Polish ethnographer and market researcher

Robert Zydel (born 1976 in Warsaw) is a Polish ethnographer, market researcher, and cultural and advertising manager. He was Director National Museum of Ethnography in Warsaw from 2021 to 2023 and the originator of the Vistula Ethnographic Expedition. He introduced a new visiting policy at the museum, also opening it to animals. He has been Director of the E. Wedel Chocolate Factory Museum in Warsaw since 2024.

From 2014 to 2020 he worked at the City of Warsaw, where he headed the City Marketing Office. He was responsible, among other things, for campaigns encouraging people to pay personal income tax in Warsaw, as well as coordinating the Night of Museums. He served as a juror in the Effie Awards marketing effectiveness competition, including in 2016, 2020 and 2023. He was also a member of the board of the Polish Society of Market and Opinion Researchers from 2020 to 2022. He was a member of the Museum Council at the Adam Mickiewicz Museum of Literature in Warsaw from 2021 to 2024.

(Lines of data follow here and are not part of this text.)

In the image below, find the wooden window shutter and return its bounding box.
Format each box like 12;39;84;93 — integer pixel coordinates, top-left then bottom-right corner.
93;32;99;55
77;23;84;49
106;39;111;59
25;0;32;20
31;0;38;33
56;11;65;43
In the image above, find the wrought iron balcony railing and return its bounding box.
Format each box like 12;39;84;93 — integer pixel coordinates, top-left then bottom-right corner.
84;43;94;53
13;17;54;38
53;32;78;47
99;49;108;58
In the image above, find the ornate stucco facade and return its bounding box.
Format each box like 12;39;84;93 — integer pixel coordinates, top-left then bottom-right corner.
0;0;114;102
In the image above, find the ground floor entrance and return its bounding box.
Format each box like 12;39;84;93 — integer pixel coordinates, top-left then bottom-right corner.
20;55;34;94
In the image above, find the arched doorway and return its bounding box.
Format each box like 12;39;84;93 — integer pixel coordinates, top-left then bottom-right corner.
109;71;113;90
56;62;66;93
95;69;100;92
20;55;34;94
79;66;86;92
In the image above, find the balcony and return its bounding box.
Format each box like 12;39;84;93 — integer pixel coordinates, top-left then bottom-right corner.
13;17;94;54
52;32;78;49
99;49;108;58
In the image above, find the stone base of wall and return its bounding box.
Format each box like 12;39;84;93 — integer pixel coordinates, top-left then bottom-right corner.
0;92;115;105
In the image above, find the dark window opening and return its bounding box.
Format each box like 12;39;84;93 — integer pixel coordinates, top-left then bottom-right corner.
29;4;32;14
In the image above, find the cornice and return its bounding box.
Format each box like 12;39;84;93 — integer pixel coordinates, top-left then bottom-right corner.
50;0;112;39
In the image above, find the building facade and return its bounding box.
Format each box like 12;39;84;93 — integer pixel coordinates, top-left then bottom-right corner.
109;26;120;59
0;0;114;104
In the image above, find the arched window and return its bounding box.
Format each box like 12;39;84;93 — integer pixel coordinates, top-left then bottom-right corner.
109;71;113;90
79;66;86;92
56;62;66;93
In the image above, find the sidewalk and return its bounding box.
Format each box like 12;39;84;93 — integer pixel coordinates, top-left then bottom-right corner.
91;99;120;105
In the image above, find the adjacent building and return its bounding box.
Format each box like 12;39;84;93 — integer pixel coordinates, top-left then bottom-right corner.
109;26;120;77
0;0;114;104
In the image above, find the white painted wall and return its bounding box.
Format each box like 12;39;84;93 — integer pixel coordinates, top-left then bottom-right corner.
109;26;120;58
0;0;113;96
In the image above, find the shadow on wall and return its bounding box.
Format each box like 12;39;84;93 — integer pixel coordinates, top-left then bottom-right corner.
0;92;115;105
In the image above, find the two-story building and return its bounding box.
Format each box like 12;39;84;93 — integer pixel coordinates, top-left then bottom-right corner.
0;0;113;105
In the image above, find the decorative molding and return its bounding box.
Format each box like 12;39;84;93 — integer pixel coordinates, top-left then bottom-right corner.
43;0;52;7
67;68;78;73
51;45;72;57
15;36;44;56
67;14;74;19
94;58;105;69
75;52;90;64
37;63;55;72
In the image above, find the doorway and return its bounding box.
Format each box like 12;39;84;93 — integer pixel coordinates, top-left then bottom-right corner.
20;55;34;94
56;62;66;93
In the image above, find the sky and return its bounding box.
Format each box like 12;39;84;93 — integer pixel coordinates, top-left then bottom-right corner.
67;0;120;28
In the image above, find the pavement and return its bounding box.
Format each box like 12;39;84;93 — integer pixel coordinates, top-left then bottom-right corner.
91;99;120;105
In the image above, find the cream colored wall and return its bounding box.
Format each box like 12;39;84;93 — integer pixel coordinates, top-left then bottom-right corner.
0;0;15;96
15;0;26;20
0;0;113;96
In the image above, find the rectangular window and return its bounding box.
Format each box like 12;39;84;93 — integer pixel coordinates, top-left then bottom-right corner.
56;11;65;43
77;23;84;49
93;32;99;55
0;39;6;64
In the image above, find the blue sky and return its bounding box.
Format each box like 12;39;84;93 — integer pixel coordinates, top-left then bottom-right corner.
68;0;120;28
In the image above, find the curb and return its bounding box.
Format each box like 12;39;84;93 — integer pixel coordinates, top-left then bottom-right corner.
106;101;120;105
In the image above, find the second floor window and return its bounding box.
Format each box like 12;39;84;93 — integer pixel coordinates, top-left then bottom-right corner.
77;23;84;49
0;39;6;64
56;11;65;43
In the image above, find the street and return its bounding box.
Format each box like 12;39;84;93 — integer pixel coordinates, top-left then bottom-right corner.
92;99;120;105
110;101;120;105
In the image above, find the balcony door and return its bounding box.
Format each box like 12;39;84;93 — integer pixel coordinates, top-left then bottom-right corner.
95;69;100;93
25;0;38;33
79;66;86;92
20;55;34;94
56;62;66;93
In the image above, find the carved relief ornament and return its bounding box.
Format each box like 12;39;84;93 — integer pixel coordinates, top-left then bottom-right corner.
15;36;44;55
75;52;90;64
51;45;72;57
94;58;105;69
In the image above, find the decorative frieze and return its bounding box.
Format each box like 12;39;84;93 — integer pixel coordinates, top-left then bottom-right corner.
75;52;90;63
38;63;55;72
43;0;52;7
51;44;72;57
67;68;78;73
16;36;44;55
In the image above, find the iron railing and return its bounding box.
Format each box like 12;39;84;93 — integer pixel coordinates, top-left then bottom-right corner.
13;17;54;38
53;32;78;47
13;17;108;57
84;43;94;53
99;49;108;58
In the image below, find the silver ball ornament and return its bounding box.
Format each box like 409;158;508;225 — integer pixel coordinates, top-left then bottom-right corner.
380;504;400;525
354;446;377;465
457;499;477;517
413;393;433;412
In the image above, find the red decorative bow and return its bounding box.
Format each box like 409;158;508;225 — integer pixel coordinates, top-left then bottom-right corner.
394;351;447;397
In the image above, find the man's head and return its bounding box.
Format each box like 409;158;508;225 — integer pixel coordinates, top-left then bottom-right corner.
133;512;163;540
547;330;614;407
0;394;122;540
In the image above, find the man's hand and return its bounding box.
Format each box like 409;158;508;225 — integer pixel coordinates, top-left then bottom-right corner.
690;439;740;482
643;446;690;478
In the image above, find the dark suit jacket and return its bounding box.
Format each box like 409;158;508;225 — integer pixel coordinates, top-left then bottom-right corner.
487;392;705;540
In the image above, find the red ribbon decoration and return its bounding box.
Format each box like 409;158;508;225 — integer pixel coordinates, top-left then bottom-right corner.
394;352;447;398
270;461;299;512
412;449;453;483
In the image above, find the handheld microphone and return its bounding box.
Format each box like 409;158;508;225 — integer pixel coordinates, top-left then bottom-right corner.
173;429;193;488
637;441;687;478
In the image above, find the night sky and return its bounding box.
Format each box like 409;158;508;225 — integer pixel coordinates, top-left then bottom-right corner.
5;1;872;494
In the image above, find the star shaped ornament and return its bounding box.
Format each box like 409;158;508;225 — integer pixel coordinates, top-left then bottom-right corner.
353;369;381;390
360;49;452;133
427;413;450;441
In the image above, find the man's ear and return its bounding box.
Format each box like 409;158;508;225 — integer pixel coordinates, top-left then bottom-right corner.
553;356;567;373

Zydel is the author of books and articles:

- Malarz nad malarzami : Nikifor w kolekcji Państwowego Muzeum Etnograficznego w Warszawie (2022)
- Bojarska K., Kącka E., Zydel R., Szerszeń T., Przeciwko ostrości widzenia. O „Wszystkich wojnach świata” Tomasza Szerszenia, Konteksty. Polska Sztuka Ludowa, 2021/4, s. 184
- P. Cichocki, T. Jędrkiewicz, R. Zydel, Etnografia wirtualna, [w:] Badania jakościowe. Metody i narzędzia. Tom 2, red. D. Jemielniak, Warszawa 2012, s. 203–222.

== Awards ==
In 2020, Robert Zydel was awarded the Gold Cross of Merit for promoting the commemoration of the Warsaw Uprising.